If an object already contains the GARDEN_KUBECONFIG environment variable, it is not overwritten and injection of volume and volumeMounts is skipped.

For example, a Deployment deployed via a ControllerInstallation will be mutated as follows:

apiVersion: apps/v1
kind: Deployment
  name: gardener-extension-provider-local
    reference.resources.gardener.cloud/secret-795f7ca6: garden-access-extension
    reference.resources.gardener.cloud/secret-d5f5a834: generic-garden-kubeconfig-81fb3a88
        reference.resources.gardener.cloud/secret-795f7ca6: garden-access-extension
        reference.resources.gardener.cloud/secret-d5f5a834: generic-garden-kubeconfig-81fb3a88
      - name: gardener-extension-provider-local
        - name: GARDEN_KUBECONFIG
          value: /var/run/secrets/gardener.cloud/garden/generic-kubeconfig/kubeconfig
        - name: SEED_NAME
          value: local
        - mountPath: /var/run/secrets/gardener.cloud/garden/generic-kubeconfig
          name: garden-kubeconfig
          readOnly: true
      - name: garden-kubeconfig
          defaultMode: 420
          - secret:
              - key: kubeconfig
                path: kubeconfig
              name: generic-garden-kubeconfig-81fb3a88
              optional: false
          - secret:
              - key: token
                path: token
              name: garden-access-extension
              optional: false

The generic garden kubeconfig will look like this:

apiVersion: v1
kind: Config
- cluster:
    certificate-authority-data: LS0t...
    server: https://garden.local.gardener.cloud:6443
  name: garden
- context:
    cluster: garden
    user: extension
  name: garden
current-context: garden
- name: extension
    tokenFile: /var/run/secrets/gardener.cloud/garden/generic-kubeconfig/token

Permissions in the Garden Cluster

Both the SeedAuthorizer and the SeedRestriction plugin handle extensions clients and generally grant the same permissions in the garden cluster to them as to gardenlet clients. With this, extensions are restricted to work with objects in the garden cluster that are related to seed they are running one just like gardenlet. Note that if the plugins are not enabled, extension clients are only granted read access to global resources like CloudProfiles (this is granted to all authenticated users). There are a few exceptions to the granted permissions as documented here.

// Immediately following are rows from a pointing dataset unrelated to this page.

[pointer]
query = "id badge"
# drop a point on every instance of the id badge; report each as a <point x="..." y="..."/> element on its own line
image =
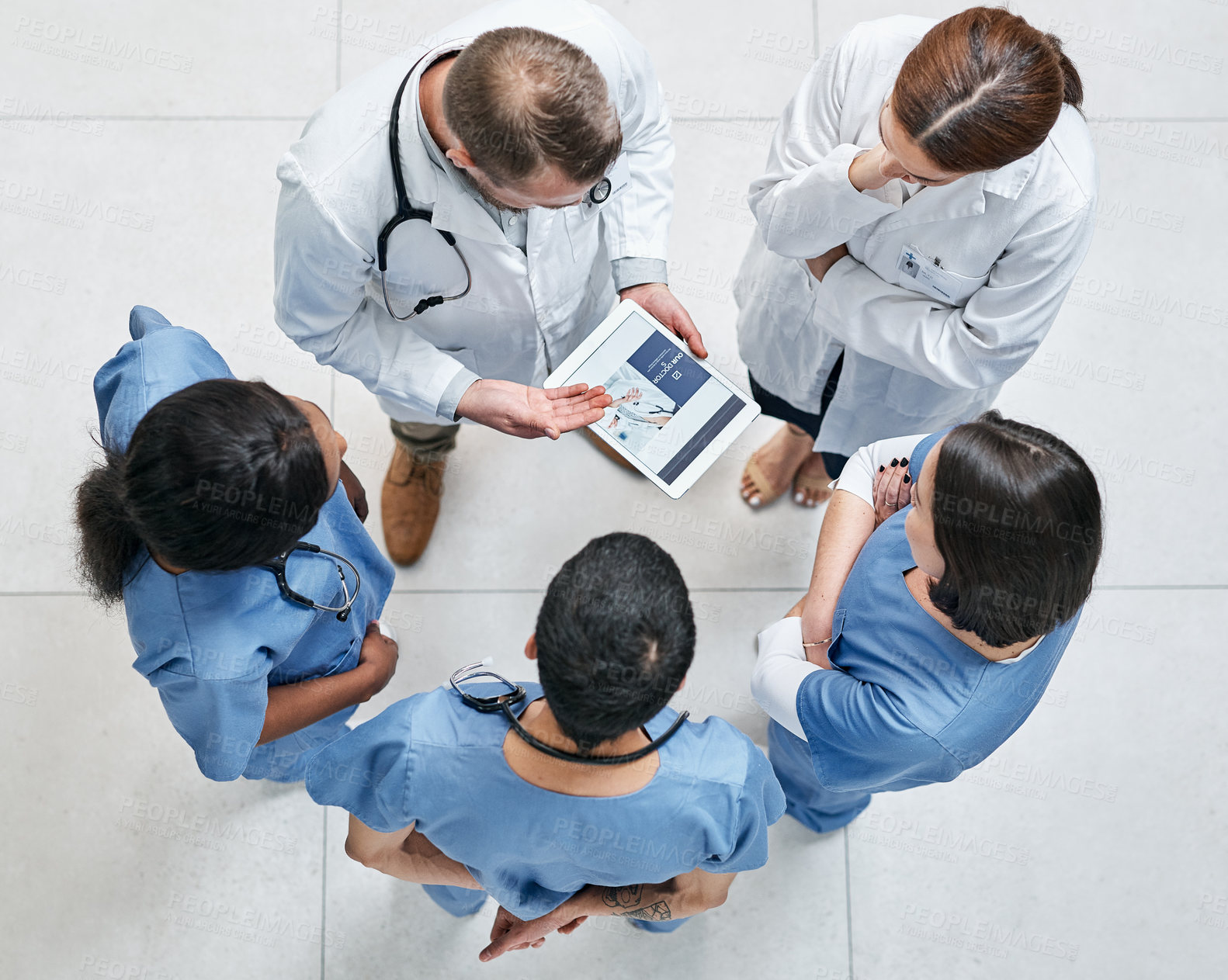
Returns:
<point x="928" y="276"/>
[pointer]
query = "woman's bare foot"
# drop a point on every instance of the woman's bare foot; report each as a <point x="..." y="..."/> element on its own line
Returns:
<point x="810" y="483"/>
<point x="775" y="463"/>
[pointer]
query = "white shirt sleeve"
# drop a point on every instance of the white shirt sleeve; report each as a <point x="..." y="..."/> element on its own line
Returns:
<point x="780" y="670"/>
<point x="320" y="301"/>
<point x="859" y="474"/>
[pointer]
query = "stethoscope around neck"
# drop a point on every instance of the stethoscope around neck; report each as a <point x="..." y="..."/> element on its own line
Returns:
<point x="516" y="694"/>
<point x="407" y="212"/>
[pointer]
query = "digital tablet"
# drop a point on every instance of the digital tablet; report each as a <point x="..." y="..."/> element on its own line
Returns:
<point x="672" y="414"/>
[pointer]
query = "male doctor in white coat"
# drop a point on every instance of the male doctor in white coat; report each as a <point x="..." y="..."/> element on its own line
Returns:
<point x="536" y="172"/>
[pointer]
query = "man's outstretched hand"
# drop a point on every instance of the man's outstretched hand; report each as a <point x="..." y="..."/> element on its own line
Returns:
<point x="529" y="413"/>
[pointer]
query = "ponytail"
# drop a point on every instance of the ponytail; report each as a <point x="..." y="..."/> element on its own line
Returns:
<point x="109" y="542"/>
<point x="983" y="88"/>
<point x="223" y="474"/>
<point x="1072" y="85"/>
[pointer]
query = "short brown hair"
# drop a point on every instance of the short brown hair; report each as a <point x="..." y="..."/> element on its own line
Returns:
<point x="519" y="99"/>
<point x="983" y="88"/>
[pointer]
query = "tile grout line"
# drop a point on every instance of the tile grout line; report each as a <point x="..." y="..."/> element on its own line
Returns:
<point x="323" y="895"/>
<point x="848" y="900"/>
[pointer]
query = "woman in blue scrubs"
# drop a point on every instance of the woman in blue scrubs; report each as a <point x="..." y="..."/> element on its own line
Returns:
<point x="922" y="644"/>
<point x="225" y="520"/>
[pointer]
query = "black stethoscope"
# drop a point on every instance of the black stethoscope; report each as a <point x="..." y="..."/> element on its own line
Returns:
<point x="405" y="212"/>
<point x="516" y="694"/>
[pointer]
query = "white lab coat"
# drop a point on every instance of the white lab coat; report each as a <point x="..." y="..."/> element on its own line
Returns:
<point x="526" y="312"/>
<point x="1012" y="238"/>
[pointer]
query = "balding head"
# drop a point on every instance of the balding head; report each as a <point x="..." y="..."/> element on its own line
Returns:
<point x="522" y="101"/>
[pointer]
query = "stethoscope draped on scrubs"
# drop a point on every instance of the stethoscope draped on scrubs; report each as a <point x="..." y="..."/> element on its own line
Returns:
<point x="516" y="694"/>
<point x="407" y="212"/>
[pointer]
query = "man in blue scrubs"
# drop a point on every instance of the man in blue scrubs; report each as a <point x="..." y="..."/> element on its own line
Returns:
<point x="473" y="803"/>
<point x="223" y="646"/>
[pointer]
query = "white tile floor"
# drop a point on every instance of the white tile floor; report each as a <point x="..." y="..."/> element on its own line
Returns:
<point x="1090" y="847"/>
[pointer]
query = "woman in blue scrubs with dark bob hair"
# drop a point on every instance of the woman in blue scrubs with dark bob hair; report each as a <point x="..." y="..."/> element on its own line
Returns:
<point x="226" y="521"/>
<point x="949" y="580"/>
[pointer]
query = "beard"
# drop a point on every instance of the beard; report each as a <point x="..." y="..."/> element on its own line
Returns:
<point x="487" y="196"/>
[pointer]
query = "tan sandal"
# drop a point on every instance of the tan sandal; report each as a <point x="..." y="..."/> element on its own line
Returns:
<point x="816" y="484"/>
<point x="766" y="491"/>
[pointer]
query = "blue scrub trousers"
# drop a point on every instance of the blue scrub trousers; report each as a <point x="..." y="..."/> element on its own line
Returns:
<point x="806" y="801"/>
<point x="285" y="760"/>
<point x="456" y="900"/>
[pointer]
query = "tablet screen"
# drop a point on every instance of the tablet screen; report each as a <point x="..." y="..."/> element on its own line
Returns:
<point x="667" y="409"/>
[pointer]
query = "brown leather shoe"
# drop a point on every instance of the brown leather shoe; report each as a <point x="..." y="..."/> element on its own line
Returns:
<point x="609" y="451"/>
<point x="411" y="504"/>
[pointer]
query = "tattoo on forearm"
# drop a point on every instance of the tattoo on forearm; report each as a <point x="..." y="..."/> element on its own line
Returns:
<point x="626" y="898"/>
<point x="656" y="912"/>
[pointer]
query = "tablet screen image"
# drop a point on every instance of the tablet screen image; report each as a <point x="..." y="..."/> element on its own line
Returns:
<point x="668" y="407"/>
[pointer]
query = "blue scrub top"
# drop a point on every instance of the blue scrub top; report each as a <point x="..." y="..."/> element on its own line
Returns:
<point x="213" y="642"/>
<point x="436" y="763"/>
<point x="911" y="704"/>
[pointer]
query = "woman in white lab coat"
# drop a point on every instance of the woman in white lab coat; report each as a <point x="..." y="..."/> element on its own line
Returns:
<point x="928" y="200"/>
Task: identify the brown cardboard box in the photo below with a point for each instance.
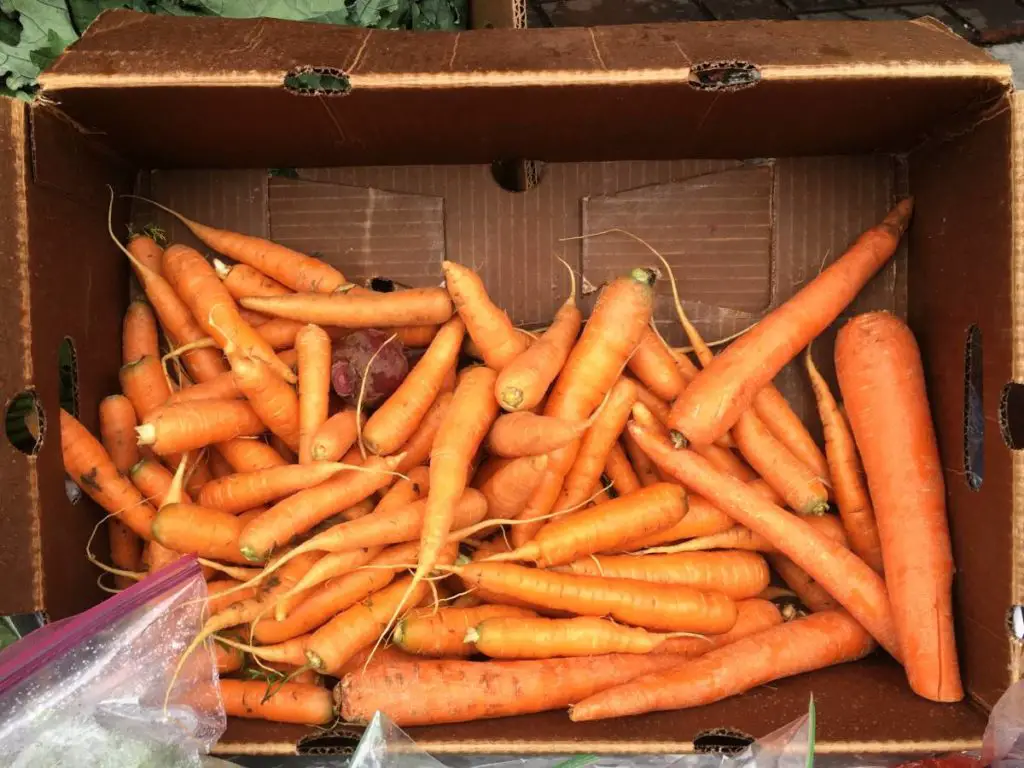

If an extension needs access to additional resources in the garden cluster (e.g., extension-specific custom resources), permissions need to be granted via the usual RBAC means. Note that this is done outside of Gardener and might require an additional controller that manages RBAC for extension clients in the garden cluster.

Renewing All Garden Access Secrets

Operators can trigger an automatic renewal of all garden access secrets in a given Seed and their requested ServiceAccount tokens, e.g., when rotating the garden cluster’s ServiceAccount signing key. For this, the Seed has to be annotated with gardener.cloud/operation=renew-garden-access-secrets.